Tidak selalu melulu soal kenyamanan, dan pesta kebebasan, kadang hidup menjelajah akan menyakitkan, meninggalkan bekas di hati, atau membuatku terluka. Tapi disitulah titik keindahannya, titik dimana aku bergerak, aku berubah, membawa sesuatu yang lebih, membawa diriku ke suatu yang berbeda, dan meninggalkan sepotong hatiku di setiap tempat yang aku kunjungi.

Udara, tidur, mimpi, langit, laut adalah hal yang menyelamatkanku menemukan kembali kepingan hidupku, ketika tidak ada seorangpun yang mampu menyelamatkanku dari kehancuran.

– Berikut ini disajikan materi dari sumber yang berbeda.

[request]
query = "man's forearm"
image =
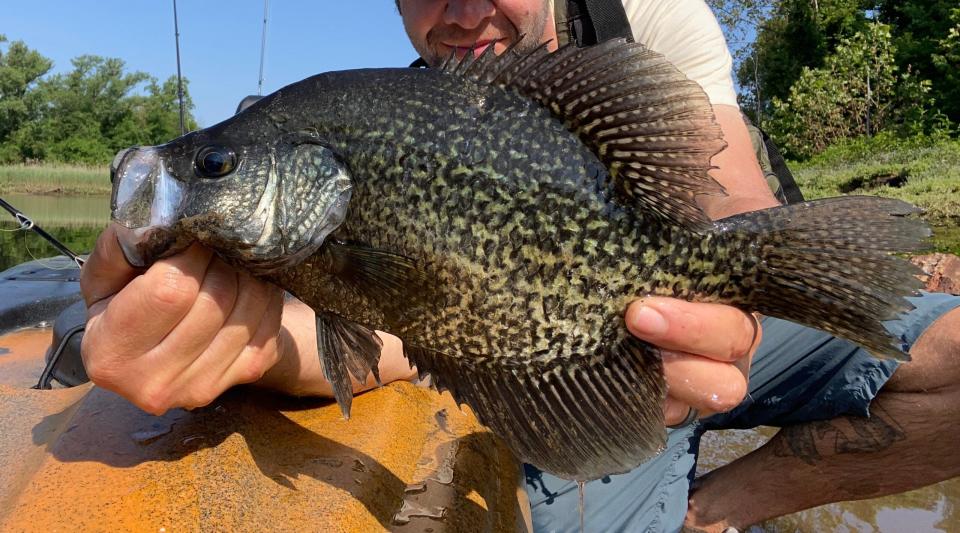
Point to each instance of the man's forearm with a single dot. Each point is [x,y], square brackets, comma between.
[737,170]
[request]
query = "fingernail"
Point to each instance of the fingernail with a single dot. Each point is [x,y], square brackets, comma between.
[648,322]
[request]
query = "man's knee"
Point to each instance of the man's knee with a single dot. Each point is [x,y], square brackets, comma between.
[935,357]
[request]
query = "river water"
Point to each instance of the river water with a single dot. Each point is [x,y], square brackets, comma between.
[78,221]
[74,221]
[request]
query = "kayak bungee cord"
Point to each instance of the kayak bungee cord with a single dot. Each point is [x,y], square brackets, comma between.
[26,223]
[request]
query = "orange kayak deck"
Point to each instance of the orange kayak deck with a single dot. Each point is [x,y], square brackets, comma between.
[85,459]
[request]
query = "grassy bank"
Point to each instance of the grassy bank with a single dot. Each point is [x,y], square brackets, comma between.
[54,179]
[924,173]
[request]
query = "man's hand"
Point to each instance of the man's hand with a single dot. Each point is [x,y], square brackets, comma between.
[706,350]
[179,333]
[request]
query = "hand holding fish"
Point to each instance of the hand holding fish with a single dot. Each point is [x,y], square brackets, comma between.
[706,350]
[179,333]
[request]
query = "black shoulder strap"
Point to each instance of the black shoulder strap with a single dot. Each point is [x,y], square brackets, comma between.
[594,21]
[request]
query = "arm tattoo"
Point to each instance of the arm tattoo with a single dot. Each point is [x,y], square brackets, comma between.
[852,434]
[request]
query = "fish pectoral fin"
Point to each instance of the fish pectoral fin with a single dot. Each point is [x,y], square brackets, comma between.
[374,272]
[578,419]
[346,348]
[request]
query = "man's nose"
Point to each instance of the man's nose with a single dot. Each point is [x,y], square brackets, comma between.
[468,14]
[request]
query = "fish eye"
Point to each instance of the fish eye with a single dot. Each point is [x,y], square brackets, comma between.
[215,161]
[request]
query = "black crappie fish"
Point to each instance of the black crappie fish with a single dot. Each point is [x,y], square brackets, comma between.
[498,214]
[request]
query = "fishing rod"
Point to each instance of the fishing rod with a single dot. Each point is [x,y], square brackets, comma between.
[26,223]
[176,36]
[263,48]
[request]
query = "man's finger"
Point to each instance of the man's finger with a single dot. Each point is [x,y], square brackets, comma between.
[709,386]
[719,332]
[106,270]
[147,309]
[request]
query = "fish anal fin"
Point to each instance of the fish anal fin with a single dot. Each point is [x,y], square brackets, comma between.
[346,349]
[580,419]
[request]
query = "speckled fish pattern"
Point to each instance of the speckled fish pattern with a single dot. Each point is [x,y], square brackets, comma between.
[504,211]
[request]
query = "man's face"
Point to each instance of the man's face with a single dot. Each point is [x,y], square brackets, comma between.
[438,27]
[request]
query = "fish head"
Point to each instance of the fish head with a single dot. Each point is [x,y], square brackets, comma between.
[262,199]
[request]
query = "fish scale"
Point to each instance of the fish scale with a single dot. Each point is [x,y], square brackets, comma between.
[498,215]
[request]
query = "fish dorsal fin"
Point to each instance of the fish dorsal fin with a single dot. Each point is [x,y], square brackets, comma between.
[651,126]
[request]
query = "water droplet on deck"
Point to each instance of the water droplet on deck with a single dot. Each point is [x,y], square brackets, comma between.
[413,510]
[186,441]
[416,488]
[152,433]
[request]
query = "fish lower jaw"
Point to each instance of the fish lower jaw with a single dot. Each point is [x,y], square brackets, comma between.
[142,246]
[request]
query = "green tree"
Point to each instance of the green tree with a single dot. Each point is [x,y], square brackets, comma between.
[921,34]
[794,35]
[96,109]
[20,71]
[860,90]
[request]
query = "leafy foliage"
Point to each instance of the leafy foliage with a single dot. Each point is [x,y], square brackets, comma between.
[860,90]
[83,116]
[930,166]
[922,30]
[796,34]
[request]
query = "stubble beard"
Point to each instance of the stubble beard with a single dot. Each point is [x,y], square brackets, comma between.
[529,38]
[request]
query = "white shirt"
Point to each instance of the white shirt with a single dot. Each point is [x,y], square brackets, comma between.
[688,34]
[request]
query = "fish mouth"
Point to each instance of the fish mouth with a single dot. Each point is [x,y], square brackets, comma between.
[143,246]
[477,47]
[147,200]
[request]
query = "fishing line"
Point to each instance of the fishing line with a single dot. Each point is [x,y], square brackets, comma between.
[26,223]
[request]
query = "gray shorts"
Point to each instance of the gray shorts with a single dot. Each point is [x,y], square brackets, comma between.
[799,374]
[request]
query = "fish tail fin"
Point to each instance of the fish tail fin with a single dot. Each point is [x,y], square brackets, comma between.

Valter melambai lambaikan tangannya di depan mataku, menyadarkan aku dari lamunan panjang,

" Sayang, kamu melamun lagi? Valter menarik kursi di depanku dan duduk memandangku. Kami duduk di sebuah Cafe di luar ruangan di kota Granada. Hembusan angin sepoi, suasana hiruk pikuk dan untaian nada nada melodis dari akordion yang di mainkan oleh seorang seniman jalanan yang berdiri tidak begitu jauh dari Cafe membuat suasana sore hari itu begitu lengkap.

Aku menatap Valter sambil tergelak, " Ngak koq sayang. Mungkin Aku hanya lapar. " Sahutku sambil memandang kedua bola matanya yang mengawasiku dengan seksama.

" Aku memesankanmu sesuatu, aku berani jamin engkau pasti menyukainya." sambil tersenyum senyum kecil penuh misteri.

Aku tergelak melihat tingkah Valter, " Apa itu? Aku penasaran." jawabku merengek.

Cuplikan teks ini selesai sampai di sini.